Ma è pur vero che il grosso del nuovo corso venga affidato all’intensificazione della presenza del personale di Aprica al di fuori del centro storico. Nel cuore della Crema antica, del resto, gli interventi sono previsti quotidianamente.

«Nell’ottica di garantire un biglietto da visita ottimale», rimarca Bordo, strizzando l’occhio ai turisti che, annualmente, in non meno di 25mila vi fanno tappa. Richiamati, anche ma non solo, dagli scorci che hanno fatto da set alla pellicola premio Oscar Chiamami col tuo nome, firmata dal regista Luca Guadagnino.

Nel reticolo delle vie semicentrali, immediatamente al di fuori della cerchia delle mura venete, i passaggi dei mezzi per l’igiene scendono a tre la settimana. Per attestarsi a due, mano a mano che il campanile del duomo si fa più piccolo allo sguardo, sino ad arrivare al singolo intervento settimanale che, fino lo scorso anno, interessava la gran parte dei quartieri periferici.

«Li abbiamo portati a due a Ombiano, ai Sabbioni, nella zona di Crema Nuova e a San Bernardino — spiega l’ex parlamentare di Sel entrato nella giunta di Fabio Bergamaschi in quota civica —: ormai, gli interventi hanno cadenza una volta la settimana solo nelle frazioni, ma non di certo per disinteresse — si affretta ad aggiungere l’assessore —: lì le presenze e di conseguenza le esigenze sono inferiori. Ciò, almeno, sulla base delle indicazioni che ci pervengono».
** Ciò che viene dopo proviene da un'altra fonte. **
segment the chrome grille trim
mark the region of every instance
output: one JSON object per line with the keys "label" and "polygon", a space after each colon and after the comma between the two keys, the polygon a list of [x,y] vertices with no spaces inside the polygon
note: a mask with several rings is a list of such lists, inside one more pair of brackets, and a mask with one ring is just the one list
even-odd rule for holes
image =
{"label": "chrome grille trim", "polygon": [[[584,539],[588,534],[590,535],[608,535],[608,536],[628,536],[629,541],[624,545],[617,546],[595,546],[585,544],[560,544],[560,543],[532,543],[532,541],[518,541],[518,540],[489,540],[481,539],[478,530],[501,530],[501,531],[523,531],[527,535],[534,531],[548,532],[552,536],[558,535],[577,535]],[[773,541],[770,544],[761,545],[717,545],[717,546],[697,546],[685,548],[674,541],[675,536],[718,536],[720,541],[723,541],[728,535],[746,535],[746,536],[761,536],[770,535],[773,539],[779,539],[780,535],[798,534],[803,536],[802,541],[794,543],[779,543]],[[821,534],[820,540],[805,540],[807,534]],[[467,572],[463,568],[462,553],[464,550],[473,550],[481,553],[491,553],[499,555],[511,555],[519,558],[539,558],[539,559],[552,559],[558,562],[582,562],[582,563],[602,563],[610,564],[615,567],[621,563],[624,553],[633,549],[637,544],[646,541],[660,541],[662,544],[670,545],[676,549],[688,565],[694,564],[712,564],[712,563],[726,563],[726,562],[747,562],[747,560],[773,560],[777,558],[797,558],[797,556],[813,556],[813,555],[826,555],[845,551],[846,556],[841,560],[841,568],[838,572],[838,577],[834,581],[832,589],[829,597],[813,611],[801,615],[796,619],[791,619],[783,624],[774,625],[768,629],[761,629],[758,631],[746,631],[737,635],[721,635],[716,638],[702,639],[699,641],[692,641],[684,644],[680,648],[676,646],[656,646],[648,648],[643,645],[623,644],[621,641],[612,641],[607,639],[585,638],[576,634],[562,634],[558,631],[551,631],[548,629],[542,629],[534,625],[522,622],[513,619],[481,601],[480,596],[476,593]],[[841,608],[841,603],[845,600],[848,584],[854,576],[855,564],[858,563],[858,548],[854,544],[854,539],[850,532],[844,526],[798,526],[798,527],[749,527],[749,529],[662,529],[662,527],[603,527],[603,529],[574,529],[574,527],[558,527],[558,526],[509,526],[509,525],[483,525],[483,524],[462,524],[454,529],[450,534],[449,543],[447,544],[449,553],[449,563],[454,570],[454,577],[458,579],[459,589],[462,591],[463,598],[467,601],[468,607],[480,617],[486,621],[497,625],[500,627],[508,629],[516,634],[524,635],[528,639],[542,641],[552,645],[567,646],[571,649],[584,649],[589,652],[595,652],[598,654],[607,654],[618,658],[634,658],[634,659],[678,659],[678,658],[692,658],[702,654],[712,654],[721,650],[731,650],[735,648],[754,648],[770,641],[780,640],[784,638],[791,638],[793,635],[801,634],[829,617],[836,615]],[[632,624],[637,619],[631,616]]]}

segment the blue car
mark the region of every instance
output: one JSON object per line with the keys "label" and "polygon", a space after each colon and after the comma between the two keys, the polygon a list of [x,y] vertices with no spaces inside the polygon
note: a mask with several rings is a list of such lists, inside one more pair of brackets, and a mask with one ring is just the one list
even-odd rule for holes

Va da sé come in caso di necessità, la pulizia delle strade, anche in quelle zone, venga assicurata al di fuori del calendario fissato con Aprica. «In questa fase storica — analizza ancora Bordo — ci confrontiamo con una diminuzione dell’attenzione al decoro sul versante dei rifiuti. Una tendenza, che cerchiamo di contrastare in primo luogo con la sensibilizzazione».